Low back pain (LBP) is a relevant public health problem, being an important cause of work absenteeism worldwide [1–3], as well as affecting sufferers’ quality of life [1] and individual functional performances [1]. Non-specific chronic LBP (cLBP), which does not have a well-defined etiology and presents pain for at least 12 consecutive weeks, represents up to 95% of the cases of LBP [1]. The annual direct costs of cLBP in the United States range from 12.2 to 90.6 billions of dollars, and represent only 14.5% of the total costs of this health condition [4]. Life-time prevalence of cLBP ranges from 11 to 84%; 1-year prevalence ranges from 22% to 65%, and point-prevalence from 12% to 33% [5].

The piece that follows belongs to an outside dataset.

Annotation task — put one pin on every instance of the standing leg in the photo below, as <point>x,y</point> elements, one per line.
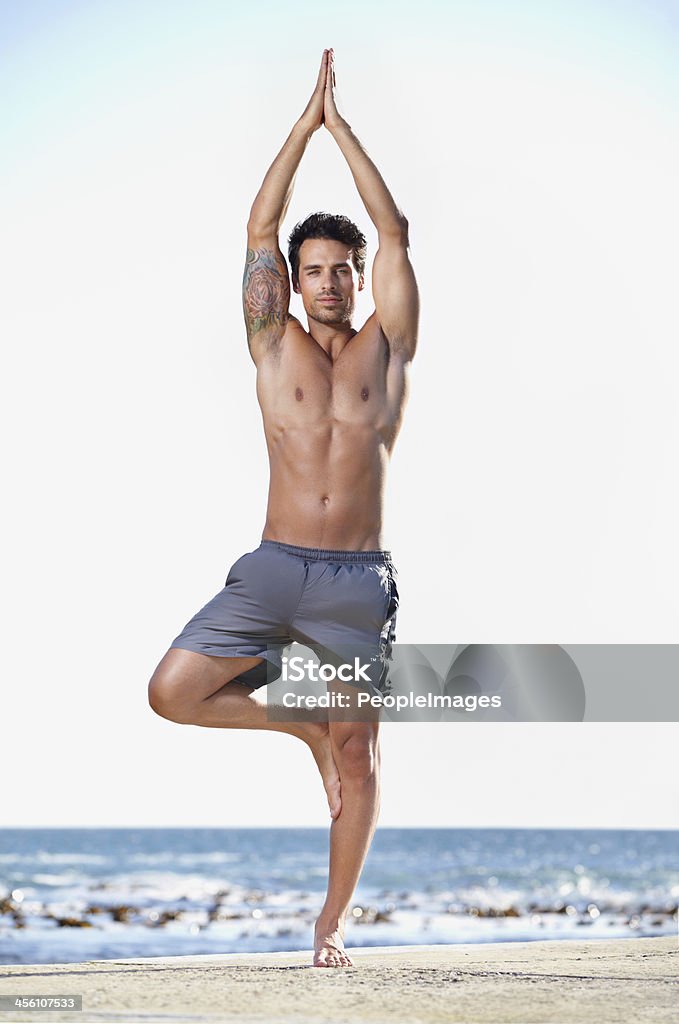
<point>355,748</point>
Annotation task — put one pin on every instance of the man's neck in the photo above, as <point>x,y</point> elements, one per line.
<point>332,337</point>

The European Guidelines recommends the use of supervised active exercises, manipulation/mobilization, Back Schools, multidisciplinary approaches and cognitive-behavioral therapies for patients with cLBP [1]. Evidence suggests that supervised exercise and cognitive behavioral therapies improve pain and reduce functional disability [6].
Strengthening exercises for abdominal and trunk muscles, motor control exercises for lumbar multifidus (LM) and transversus abdominis (TrA) and stretching exercises for trunk and lower limbs show some evidence of improvement of pain and functional disability in individuals with cLBP [1, 7, 8]. Strengthening exercises of abdominal and trunk muscles are based on the known association between weakness of the trunk and abdomen muscles and low back pain [9–14]. Weakness is a consequence of sedentary life, and is associated to paravertebral muscle hypotrophy [14] and changes in motor control [15]. Furthermore, deep muscles of the abdomen and trunk such as the TrA and LM are also affected in patients with cLBP [16]. Some studies have focused on the individual use of muscle stretching and strengthening or motor control in cLBP [17, 18]. However, Macedo and colleagues [19], on their systematic review, recommend motor control exercises associated with other types of exercise.
Cognitive behavioral therapy uses brief interventions and counseling strategies in order to facilitate behavioral changes [20], by modifying negative attitudes and beliefs [21]. The “Back Book” [22] may be used as a good educational support, since it offers evidence-based information that is consistent with biopsychosocial models. Cognitive-behavioral programs that showed some evidence for use in patients with cLBP include the Back Skills Training program (BeST) [21, 23], Brief Intervention (BI) [24, 25] and the Graded Activity [26].
The Graded Activity program, which was initially developed by Lindstrõm et al.[27], recommends the use of an individualized and submaximal exercise program, with educational support in order to enhance self-trust and tolerance to effort. Although it has been suggested that graded activity is effective in decreasing pain and functional disability in cLBP [26, 28], van der Giessen (2012), in a systematic review [29], concluded that there is insufficient evidence on the effects of graded activity in pain, disability and return to work in patients with non-specific cLBP. Furthermore, the Clinical Practice Guidelines Linked to the International Classification of Functioning, Disability, and Health from the Orthopaedic Section of the American Physical Therapy Association[3] states that effectiveness of cognitive behavioral therapy in cLBP is moderate.
The literature is not clear regarding which exercise programs are most effective for patients with cLBP; therefore, more randomised controlled trials are necessary to clarify these questions. Moreover, little is known about the effect of graded activity compared with supervised exercise program (strengthening, stretching and motor control) in patients with non-specific cLBP.
The aim of this paper is to report the study protocol used to investigate the effect of two types of exercise program in reducing the symptoms of non-specific cLBP.